Youssef heard lots of complaints from his patients about the supply limit, which was in effect until June 15, 2020. The dissatisfaction wasn’t just in Olds.

“My friends in Calgary said they had the same problems as well: people shouting and yelling at them because of the 30-day supply limit,” said Youssef.

He recalls that once he explained the reason for the limit, most of his patients understood why it was needed, as the pandemic was affecting the drug supply chain across Canada, not just in Alberta. In fact, a shortage of medications is not a new problem for pharmacies.

“Before the pandemic, I would always have things on backorder, certain vaccines, like Twinrix. And we don’t get specific dates on when it will arrive, and so I would either be forced to adapt the prescription or think about a way the patient would be getting the appropriate dose or medication,” explained Youssef. “So, I think that needs to be addressed.”

Youssef isn’t alone in his wish for drug shortages to be solved.

Cynthia Leung is an Adjunct Lecturer at Queen’s University and a pharmacist with the Queen’s Family Health Team. Last summer, she signed her name to an open letter with the Critical Drugs Coalition to the prime minister urging the federal government to address shortages for critical drugs during the pandemic. The letter’s intent was to gain public awareness on the shortages of critical drugs and get policy changes to avoid future drug shortages.

“I think drug shortage has always been a passionate topic for me,” explained Cynthia. “I see that when the drug supply issue becomes a problem, it interrupts therapy for our patients, and it causes a lot of anxiety and fear, not to mention that it is labour intensive for pharmacists, physicians, and patients to work out all the details.”

Cynthia believes that, for many reasons, the drug supply system became progressively fragile over the last 10-15 years.

“Sometimes it’s not worth it for the manufacturer to make the drug – why invest resources in making a drug that has such a low profit margin? Over the past 10 years drug manufacturers started to discontinue drugs that were not profitable for them,” said Cynthia. “As you lose options from manufacturing, your supply will go down.” 
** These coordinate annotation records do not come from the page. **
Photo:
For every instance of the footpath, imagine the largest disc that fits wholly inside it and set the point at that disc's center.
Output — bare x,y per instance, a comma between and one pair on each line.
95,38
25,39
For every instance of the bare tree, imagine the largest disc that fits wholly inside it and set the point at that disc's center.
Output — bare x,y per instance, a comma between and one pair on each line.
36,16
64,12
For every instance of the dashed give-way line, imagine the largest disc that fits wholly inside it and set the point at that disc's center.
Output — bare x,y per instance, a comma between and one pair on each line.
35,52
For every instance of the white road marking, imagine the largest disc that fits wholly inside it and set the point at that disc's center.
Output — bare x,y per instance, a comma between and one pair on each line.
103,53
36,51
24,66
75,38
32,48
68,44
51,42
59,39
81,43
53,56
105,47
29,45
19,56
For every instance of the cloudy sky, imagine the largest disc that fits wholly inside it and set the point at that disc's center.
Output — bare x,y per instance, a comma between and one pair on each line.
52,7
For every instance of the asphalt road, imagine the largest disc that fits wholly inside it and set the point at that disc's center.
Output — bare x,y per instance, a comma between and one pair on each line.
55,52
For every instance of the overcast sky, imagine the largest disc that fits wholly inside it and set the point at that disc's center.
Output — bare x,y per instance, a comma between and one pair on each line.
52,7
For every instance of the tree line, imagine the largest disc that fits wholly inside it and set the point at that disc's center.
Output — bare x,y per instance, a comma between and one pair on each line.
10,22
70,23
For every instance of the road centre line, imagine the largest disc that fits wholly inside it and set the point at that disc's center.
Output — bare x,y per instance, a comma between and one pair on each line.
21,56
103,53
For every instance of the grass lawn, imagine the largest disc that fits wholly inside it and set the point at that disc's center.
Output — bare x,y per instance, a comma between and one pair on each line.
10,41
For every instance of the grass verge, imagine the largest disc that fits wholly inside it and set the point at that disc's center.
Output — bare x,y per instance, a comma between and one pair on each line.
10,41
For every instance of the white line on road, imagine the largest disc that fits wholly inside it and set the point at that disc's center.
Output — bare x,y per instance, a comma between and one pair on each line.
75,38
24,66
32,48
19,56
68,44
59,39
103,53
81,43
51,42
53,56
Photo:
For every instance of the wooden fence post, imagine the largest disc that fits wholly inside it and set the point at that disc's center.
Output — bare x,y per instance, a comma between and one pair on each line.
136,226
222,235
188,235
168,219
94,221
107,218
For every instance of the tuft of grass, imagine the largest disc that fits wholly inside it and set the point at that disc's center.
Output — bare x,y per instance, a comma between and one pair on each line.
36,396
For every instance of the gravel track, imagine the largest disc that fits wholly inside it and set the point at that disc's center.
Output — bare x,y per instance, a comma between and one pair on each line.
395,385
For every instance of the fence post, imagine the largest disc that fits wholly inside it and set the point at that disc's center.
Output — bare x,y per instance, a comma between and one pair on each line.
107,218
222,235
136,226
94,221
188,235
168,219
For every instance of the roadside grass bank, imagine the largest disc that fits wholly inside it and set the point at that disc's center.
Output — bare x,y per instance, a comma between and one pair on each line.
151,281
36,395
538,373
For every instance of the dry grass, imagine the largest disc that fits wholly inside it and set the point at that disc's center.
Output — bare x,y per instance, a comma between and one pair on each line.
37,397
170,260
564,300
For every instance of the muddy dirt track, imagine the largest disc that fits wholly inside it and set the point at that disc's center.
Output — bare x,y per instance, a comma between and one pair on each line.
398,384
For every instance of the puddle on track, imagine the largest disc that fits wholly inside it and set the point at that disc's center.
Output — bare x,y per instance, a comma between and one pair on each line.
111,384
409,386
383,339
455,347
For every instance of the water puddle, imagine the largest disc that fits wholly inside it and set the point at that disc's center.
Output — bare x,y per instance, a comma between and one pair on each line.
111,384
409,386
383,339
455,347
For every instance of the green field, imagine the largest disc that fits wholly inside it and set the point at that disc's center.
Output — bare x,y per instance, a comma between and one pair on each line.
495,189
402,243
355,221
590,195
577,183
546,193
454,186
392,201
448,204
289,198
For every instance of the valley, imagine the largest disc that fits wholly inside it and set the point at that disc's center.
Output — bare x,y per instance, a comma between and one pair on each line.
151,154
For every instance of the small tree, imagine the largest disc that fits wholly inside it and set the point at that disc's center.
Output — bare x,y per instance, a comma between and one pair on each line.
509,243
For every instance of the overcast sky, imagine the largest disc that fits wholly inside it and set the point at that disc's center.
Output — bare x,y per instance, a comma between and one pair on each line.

Outsourcing to another country, such as India or China, can cause problems when there is an issue with quality control. Or, bringing in materials only as they’re needed makes the supply chain vulnerable to any change in the supply of those materials.

Christina Adams is the Chief Pharmacy Officer for the Canadian Society of Hospital Pharmacists (CSHP). In a May 2020 interview, Christina said the thought of crucial medication shortages keeps her up at night.

“In my perspective, what the pandemic did was bring forward to the general public’s knowledge and education about how delicate and how vulnerable Canada’s drug supply has been for the last 10 years particularly.”

Through her position, Christina has had ongoing discussions with Health Canada throughout the year.

“There’s more pressure now to solve some of these drug shortage issues; it’s being noticed more in the public,” said Christina.

Rameeka Khan is a clinical pharmacist at Markham-Stouffville Hospital. She is also part of The Critical Drugs Coalition that sent the open letter to Prime Minister Justin Trudeau last year.

“Canada should not forget the lessons from this pandemic. Often a drug shortage is dealt with, then is forgotten,” explained Rameeka. “Canada should have better safeguards in place to prevent these shortages from occurring by having better communication about the drug shortages from governments to the health sector and increasing domestic manufacturing of critical drugs including vaccines.”

Christina believes the pandemic might be the catalyst for change.

“It’s a bit of a blessing that the pandemic highlighted the fragility of Canada’s drug supply because now it is top of mind for many more Canadians than it was prior to this,” said Christina. “I hope that the conversation is ongoing, and we continue this discussion.”

Back in Olds, Youssef is also hoping to see changes.

“Shortages in certain medications have always been there, I think we need to address that before the next pandemic arrives.”